Bei der neuen Variante der Creutzfeld-Jakob-Krankheit, der 13. bekannten Variante, spricht der Zusammenhang mit BSE für eine Verursachung durch das Rind. Die Hinweise auf einen Zusammenhang sind so deutlich, dass keiner mehr daran zweifelt, obwohl es keinen direkten Beweis gibt. Denn dazu müssten Menschen angesteckt werden. Übertragen wird die Krankheit dadurch, dass Prione irgendeiner Tierart sich mit menschlichen zu einem sogenannten Dimer zusammenfügen und dem menschlichen seine Form aufdrücken. Das menschliche Immunsystem beseitigt die tierischen Eiweißkörper zwar, wenn das Prion aber zu schnell war und ein menschliches vorher in-formiert hat, erkennt das Immunsystem die fehlerhaften nicht mehr, denn sie sind ja jetzt eigene. Nach der Teilung bildet das verformte Prion Pärchen mit anderen und in-formiert die. So pflanzt sich der Prozess fort und führt zu einer Creutzfeld-Jakob Erkrankung der neuen Variante.
Davon, dass es ähnliche Erkrankungen bei Schafen gibt, weiß man. Gibt es auch andere Tierarten, die mit BSE-ähnlichen Krankheiten infiziert werden können?
Es gibt eigentlich nur wenige, die sich nicht infizieren. Hunde zum Beispiel. Man weiß aber, dass sich in Zoos Geparde und Pumas, die mit Rindfleisch gefüttert wurden, krank wurden. Auch Hauskatzen sind recht anfällig. Und das Tiermehl hat die Krankheit auch an Antilopen wie Elen-Antilopen, Gnus, Ziegen, Schafe und sogar Strauße in Zoos weitergegeben. Im Experiment haben Wissenschaftler Meerschweine, Affen, Mäuse und auch Schweine infizieren können.
Bei all diesen Tierarten, wie kann man denn sicher sein, dass es sich dann immer um Creutzfeld-Jakob handelt?
Zumindest beim Menschen kann man es nicht ganz genau sagen. Der Arzt muss mehrere Indizien zusammentragen und Symptome, Alter beim Auftreten der Krankheit und einer Sektion nach dem Tode, bei der im Gehirn die charakteristischen Blütenmuster zu sehen sind, deuten sehr sicher auf die neue Variante der Creutzfeld-Jakob-Krankheit hin. Und da liegt auch ein Problem, die Zahl der Sektionen in Deutschland geht rapide zurück. Verlässliche Aussagen über die Häufigkeiten der einzelnen Krankheiten wie Alzheimer und der verschiedenen Prion-Krankheiten kann man nur sicher machen, wenn man die Menschen seziert. Viele demente Menschen sterben aber in Pflegeheimen, geriatrischen Kliniken oder zu Hause und werden nicht seziert. Bei uns im Hause sind die Sektionen von etwa 1000 pro Jahr vor einigen Jahren auf nur noch rund 180 pro Jahr heute zurückgegangen. Und das ist auch ein Anliegen von mir: Die Menschen müssen seziert werden, um diese Art Krankheiten besser zu verstehen und die tatsächliche Gefahr beurteilen zu können.

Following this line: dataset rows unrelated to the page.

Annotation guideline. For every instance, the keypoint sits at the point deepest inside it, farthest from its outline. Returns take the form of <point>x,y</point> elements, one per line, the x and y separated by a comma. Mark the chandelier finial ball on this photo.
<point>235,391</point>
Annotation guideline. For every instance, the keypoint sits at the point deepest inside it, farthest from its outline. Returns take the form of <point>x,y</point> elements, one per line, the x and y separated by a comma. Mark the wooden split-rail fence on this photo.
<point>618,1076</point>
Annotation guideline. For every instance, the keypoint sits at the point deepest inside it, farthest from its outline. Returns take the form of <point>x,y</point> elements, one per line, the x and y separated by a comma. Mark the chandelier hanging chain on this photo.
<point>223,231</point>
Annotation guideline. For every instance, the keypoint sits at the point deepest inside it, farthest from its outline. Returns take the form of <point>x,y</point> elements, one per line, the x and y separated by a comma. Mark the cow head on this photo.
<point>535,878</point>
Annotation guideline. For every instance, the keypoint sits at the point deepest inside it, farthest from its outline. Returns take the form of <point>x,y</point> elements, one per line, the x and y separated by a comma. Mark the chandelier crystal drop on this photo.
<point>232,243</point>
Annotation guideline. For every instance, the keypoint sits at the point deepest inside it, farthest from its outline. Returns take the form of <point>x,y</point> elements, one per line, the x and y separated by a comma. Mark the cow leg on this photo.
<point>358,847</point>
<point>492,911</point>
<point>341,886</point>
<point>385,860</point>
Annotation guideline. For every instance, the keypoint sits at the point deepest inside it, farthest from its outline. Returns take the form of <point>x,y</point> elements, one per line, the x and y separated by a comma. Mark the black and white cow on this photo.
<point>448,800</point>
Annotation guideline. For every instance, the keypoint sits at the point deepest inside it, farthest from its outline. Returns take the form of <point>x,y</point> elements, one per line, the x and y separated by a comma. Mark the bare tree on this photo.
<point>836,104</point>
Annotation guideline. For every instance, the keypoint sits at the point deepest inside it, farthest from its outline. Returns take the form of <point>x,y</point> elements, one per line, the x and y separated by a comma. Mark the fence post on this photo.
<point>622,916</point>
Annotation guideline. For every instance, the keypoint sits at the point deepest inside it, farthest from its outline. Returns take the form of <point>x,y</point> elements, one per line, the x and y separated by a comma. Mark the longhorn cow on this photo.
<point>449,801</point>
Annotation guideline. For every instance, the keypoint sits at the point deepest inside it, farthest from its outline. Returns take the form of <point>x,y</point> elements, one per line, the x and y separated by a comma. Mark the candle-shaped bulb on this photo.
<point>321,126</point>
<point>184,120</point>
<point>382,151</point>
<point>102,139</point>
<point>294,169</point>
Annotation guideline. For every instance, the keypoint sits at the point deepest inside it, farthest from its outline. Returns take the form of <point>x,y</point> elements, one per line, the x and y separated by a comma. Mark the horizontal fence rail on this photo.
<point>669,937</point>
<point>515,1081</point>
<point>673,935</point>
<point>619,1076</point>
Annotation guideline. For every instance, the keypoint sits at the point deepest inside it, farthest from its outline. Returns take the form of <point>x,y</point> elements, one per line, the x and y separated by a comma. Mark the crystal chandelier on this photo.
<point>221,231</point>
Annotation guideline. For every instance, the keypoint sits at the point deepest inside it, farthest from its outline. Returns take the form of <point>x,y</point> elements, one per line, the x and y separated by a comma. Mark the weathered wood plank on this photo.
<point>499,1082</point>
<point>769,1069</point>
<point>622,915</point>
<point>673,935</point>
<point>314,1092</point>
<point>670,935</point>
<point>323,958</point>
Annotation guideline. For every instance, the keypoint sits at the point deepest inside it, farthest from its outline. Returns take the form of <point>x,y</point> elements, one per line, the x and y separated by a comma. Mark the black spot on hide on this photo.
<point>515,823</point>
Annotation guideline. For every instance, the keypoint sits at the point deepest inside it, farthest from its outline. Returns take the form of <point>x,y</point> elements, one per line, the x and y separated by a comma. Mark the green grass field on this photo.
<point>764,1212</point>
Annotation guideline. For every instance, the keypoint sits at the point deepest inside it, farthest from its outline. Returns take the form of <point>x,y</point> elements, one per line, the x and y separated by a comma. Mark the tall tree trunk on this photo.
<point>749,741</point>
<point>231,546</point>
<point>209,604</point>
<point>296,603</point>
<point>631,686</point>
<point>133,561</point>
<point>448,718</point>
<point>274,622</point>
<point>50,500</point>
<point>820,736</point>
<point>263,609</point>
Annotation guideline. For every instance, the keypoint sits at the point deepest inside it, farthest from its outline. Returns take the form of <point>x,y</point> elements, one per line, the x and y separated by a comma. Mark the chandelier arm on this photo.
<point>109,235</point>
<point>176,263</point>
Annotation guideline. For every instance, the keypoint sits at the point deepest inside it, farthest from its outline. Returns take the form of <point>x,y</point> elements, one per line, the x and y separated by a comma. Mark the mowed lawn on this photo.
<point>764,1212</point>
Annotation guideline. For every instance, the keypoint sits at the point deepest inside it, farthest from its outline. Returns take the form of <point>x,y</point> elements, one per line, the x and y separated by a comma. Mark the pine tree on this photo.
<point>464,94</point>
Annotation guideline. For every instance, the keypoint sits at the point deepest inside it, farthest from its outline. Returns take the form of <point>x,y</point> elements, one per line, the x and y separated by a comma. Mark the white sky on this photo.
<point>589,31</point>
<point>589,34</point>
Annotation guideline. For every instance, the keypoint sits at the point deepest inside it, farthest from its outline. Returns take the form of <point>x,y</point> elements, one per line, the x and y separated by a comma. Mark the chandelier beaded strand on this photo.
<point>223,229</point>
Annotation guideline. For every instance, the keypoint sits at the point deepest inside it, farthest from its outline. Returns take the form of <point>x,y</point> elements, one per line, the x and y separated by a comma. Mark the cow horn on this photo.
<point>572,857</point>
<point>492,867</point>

Gibt es denn Medikamente, die den Verlauf der Krankheit verlangsamen?
Es gibt Forschungsansätze auf diesem Gebiet. Getestet ist noch nichts und vieles unterliegt Firmengeheimnissen. Aber ich sehe ganz gute Chancen, dass in absehbarer Zeit ein Medikament entwickelt wird, das den Krankheitsverlauf günstig beeinflusst.
Gibt es bei Ihnen zu Hause denn noch Rindfleisch zu essen?
Bei uns herrscht keine Panik, aber wir haben den Rindfleischkonsum in der Tat eingeschränkt. Das aber schon früher, da zuviel Fleisch gar nicht so gesund ist. Da spielt der Rinderwahn keine so große Rolle, viel mehr das viele Cholesterin im Fleisch - auch im mageren. Eigentlich gibt es gar keinen vernünftigen Grund, Fleisch zu essen, außer das es gut schmeckt.